Sigmoid, Gaussian, Hyperbolic tangent and secant transfer functions normalize the output signal generated by each node.

A node’s transfer functions serves the purpose of controlling the output signal strength for the node (except for the input layer which uses the inputs themselves). These functions set the output signal strength between 0.0 and 1.0. The input to the transfer function is the dot product of all the node’s input signals and the node’s weight vector. Qnet gives you the option of selecting four transfer functions: the sigmoid, gaussian, hyperbolic tangent and hyperbolic secant. The functions are selectable on a layer-by-layer basis in Qnet and networks can be created that incorporate multigle types. The figure shows the behavior of each function.

This sigmoid function is Qnet’s default transfer function and it is the most widely used function for backpropagation neural networks. The sigmoid function is represented by the mathematical relationship.

1/(1+e-x). The sigmoid function acts as an output gate that can be opened (1) or closed (0). Since the function is continuous, it also possible for the gate to be partially opened (i.e. somewhere between 0 and 1). Models incorporating sigmoid transfer functions often help generalized learning characteristics and yield models with improved accuracy. Use of sigmoid transfer functions can also lead to longer training times.

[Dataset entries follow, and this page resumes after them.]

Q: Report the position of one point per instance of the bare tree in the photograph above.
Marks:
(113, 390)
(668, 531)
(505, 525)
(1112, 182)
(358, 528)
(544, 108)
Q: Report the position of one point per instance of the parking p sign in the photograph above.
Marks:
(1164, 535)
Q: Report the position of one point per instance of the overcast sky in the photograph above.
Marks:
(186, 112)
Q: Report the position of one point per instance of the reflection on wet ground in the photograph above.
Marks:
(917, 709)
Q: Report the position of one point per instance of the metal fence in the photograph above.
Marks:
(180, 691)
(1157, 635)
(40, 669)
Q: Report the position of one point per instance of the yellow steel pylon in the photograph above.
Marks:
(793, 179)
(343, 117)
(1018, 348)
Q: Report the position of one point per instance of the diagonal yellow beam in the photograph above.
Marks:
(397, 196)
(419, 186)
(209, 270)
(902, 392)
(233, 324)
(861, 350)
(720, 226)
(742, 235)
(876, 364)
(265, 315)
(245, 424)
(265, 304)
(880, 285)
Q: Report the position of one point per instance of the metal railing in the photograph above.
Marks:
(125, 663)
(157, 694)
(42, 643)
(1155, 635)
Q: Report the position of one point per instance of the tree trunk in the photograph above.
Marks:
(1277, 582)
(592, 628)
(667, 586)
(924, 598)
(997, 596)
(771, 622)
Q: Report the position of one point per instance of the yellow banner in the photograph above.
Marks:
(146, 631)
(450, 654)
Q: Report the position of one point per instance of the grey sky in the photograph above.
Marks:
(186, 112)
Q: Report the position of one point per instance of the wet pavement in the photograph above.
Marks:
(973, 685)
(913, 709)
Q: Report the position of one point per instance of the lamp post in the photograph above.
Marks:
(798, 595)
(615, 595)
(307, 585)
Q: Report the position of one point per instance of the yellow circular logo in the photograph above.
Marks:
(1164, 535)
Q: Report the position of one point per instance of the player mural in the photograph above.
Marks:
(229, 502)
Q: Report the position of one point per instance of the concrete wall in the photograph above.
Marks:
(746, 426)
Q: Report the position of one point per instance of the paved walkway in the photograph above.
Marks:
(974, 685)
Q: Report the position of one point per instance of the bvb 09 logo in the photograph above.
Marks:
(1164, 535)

The gaussian transfer function significantly alters the learning dynamics of a neural network model. Where the sigmoid function acts as a gate (opened, closed or somewhere in-between) for a node’s output response, the gaussian function acts like a probabilistic output controller. Like the sigmoid function, the output response is normalized between 0 and 1, but the gaussian transfer function is more likely to produce the “in-between state”. It would be far less likely, for example, for the node’s output gate to be fully opened (i.e. an output of 1). Given a set of inputs to a node, the output will normally be some type of partial response. That is the output gate will open partially. Gaussian based networks tend to learn quicker than sigmoid counterparts, but can be prone to memorization.

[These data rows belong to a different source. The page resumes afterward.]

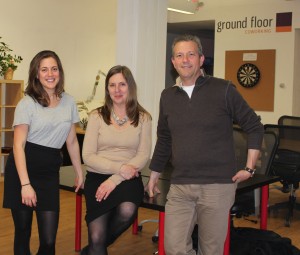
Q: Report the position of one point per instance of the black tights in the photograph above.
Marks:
(47, 226)
(104, 230)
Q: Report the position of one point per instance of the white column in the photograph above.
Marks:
(141, 45)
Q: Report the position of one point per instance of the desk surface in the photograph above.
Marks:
(158, 201)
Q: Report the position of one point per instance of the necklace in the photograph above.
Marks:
(119, 121)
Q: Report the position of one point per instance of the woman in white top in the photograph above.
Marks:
(44, 120)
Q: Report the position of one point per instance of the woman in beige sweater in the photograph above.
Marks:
(116, 147)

The hyperbolic function counterparts to the sigmoid and gaussian functions are the hyperbolic tangent and hyperbolic secant functions. The hyperbolic tangent is similar to the sigmoid but can exhibit different learning dynamics during training. It can accelerate learning for some models and also have an impact on predictive accuracy. Experimenting with transfer functions for each individual model is the only conclusive method to determine if any of the non-sigmoid transfer functions will offer both good learning and accuracy characteristics.

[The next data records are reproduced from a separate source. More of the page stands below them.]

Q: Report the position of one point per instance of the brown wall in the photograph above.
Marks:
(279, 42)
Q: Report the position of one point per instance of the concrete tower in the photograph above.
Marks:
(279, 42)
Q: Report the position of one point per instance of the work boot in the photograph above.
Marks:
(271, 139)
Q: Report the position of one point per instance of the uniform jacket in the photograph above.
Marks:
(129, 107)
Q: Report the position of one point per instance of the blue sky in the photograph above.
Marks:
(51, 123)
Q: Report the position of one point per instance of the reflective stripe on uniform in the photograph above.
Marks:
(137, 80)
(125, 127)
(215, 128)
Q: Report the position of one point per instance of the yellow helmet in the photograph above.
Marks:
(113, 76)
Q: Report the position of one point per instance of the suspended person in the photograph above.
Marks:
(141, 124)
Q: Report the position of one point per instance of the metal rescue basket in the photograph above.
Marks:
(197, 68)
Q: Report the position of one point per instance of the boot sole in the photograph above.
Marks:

For most modeling tasks, the sigmoid function should at least be a baseline model to measure results. A general rule of thumb is that the sigmoid will produce the most accurate model; but be slower learning. If you intend to frequently train similar models and training speed is critical, different combinations of transfer functions, including hybrid networks, are worth investigating to find faster training models that exhibit acceptable accuracy.